You have asked how Abigail is doing after our canceled trip and while a simple, "She is fully recovered." would suffice, I must tell you about our weekend.
Every time we thought she was better, we had only wait a few hours and a blazing fever would return. We thought she was well enough for a trip to West Virginia. Chris and I would see a movie after dinner with my parents and they would take Abigail to their house. We would catch up after the movie. At the resturant, Abigail started feeling sick again and so I had my fish around a sick toddler trying to find a comfortable spot.
Mom said she wasn't worried so they took Abigail and we were able to see a movie. In a movie theater! By the time we got to their house, though, Abigail's fever had spiked to 103.7. On Saturday, the fever hung around for the better part of the morning, but by the time we were ready to leave, Abigail was fever free and chipper. Well, as chipper as a constipated toddler can be. We were all suffering from
IBS.
We got home in time to be comfortable when the calls came from Michigan. Our friend in charge of the Amazing*Race 2 was kind enough to find a way for us to participate even though we couldn't make the trip. We took the four calls listening to hymns re-written by Chris which caused me to request my Mother's Day dinner that night instead of waiting till lunch on Sunday. We went out to eat and then took a walk up to the "melton" (fountain) where Abigail was too tired to do more than look at it.
By the time we got back to the house, her fever was returning as she was going to bed. Her fever spiked again but she slept in her bed. It was low grade Sunday morning so we stayed in bed instead of going to church. Right before putting our shoes on for a trip to the urgent care facility, her temperature went down to normal (the first time since Wednesday), the constipation ended, and we went to the grocery store for food for dinner.
Chris had invited a family headed by a coworker to dinner Sunday when we knew we were going to be staying in town.

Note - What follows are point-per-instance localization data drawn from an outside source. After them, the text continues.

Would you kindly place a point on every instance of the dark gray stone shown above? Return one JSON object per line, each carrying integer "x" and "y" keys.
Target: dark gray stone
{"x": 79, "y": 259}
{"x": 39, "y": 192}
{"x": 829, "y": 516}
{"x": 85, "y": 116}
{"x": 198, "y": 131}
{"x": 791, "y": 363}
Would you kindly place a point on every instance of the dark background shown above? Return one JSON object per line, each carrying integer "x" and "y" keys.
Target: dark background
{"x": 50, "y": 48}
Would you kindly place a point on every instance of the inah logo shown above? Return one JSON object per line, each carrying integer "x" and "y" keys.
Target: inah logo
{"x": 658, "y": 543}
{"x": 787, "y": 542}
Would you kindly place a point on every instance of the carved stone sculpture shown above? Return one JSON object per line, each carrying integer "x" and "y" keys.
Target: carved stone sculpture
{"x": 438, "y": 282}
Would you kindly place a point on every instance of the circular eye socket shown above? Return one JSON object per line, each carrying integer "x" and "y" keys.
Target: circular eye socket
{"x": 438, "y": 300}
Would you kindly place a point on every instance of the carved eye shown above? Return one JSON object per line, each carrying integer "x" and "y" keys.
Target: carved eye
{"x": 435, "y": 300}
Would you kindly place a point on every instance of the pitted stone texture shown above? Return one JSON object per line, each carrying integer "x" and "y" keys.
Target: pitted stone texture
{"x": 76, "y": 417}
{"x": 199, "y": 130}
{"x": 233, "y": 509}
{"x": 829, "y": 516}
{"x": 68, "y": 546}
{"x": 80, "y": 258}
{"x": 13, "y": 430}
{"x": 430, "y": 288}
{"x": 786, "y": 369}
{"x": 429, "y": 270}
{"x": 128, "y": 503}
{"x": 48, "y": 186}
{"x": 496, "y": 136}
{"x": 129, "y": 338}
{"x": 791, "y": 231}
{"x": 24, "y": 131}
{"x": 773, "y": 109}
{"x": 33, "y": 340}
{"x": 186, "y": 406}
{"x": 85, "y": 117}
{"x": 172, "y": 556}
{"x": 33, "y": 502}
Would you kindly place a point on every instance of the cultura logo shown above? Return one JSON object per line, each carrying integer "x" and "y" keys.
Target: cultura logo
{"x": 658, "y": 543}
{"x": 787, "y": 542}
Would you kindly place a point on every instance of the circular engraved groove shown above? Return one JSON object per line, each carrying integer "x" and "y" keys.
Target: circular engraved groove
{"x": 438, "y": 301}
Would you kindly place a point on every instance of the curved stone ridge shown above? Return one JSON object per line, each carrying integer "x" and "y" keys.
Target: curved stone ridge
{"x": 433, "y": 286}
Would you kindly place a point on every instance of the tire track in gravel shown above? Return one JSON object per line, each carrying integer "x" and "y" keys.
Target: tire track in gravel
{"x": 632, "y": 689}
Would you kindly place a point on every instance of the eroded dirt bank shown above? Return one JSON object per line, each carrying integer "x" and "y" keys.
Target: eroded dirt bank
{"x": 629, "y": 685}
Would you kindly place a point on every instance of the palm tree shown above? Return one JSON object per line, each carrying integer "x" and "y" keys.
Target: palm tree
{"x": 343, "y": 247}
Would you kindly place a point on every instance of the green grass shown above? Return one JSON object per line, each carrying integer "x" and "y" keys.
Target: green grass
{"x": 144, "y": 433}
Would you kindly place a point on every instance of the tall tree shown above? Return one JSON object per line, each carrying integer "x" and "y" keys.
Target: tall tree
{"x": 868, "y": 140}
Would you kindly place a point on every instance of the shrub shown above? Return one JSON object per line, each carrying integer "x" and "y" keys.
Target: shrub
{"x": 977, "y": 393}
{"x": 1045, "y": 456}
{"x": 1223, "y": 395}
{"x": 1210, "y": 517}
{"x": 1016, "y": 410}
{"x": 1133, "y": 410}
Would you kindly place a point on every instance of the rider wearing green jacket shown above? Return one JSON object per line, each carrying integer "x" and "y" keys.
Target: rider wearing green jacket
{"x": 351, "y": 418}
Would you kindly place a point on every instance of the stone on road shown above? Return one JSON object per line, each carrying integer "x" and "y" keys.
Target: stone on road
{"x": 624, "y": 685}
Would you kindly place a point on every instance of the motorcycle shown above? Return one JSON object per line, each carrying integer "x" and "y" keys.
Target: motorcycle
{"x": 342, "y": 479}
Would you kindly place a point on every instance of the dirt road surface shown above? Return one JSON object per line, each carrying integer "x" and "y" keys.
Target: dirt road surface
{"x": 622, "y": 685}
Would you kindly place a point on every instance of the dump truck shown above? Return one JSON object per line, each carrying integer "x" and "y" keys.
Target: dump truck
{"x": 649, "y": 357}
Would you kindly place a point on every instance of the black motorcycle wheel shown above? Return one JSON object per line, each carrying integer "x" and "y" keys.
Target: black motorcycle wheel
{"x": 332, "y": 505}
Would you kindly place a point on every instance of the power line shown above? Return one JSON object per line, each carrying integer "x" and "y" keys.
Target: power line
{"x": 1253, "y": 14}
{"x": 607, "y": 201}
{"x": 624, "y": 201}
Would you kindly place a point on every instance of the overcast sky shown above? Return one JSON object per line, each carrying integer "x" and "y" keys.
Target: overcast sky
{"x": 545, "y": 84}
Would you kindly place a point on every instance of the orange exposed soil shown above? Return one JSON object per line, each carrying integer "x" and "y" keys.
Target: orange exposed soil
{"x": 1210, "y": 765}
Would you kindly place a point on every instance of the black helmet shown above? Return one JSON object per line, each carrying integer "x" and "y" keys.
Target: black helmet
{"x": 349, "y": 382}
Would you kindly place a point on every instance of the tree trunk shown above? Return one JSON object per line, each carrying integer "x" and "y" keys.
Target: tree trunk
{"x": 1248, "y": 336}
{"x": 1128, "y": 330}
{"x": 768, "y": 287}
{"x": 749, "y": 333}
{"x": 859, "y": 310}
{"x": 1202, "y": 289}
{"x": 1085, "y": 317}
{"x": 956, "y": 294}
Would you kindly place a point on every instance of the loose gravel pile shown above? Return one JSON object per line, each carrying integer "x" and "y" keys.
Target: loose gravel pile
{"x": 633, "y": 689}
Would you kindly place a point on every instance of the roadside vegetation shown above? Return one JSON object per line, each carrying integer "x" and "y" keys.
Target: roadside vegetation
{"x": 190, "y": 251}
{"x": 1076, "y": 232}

They came for dinner, and for the first time in a really long time it felt like home.
Once my heart stopped wallowing in disappointment and looked at the Lord I was able to see the gift He had prepared in this weekend. And I was able to see that perhaps I wasn't ready to visit Michigan yet. I was waiting for the visit to fill up my loneliness and boredom to affirm that Uniontown really is, well, Uniontown. We would have had a wonderful time, but the good-bye would have left me longing for what I don't yet have and would have put walls of expectation and comparison up between what was and what is.
No, I needed to be here. I needed a date with Chris. I needed a family we could feel utterly comfortable with. I needed God's assurance that He knows our needs, that He has a plan and a purpose for our lives here, and that this is where He wants us. I needed to wait till I was filled with Him before we could visit our friends. And, oh, am I ever looking forward to spending Memorial Day weekend in Michigan not out of the desperation I was feeling last weekend but out of the joy of a heart filled with the promises and assurances of the God of the universe and rejoicing in the friendships He has gifted us with in every place we have lived.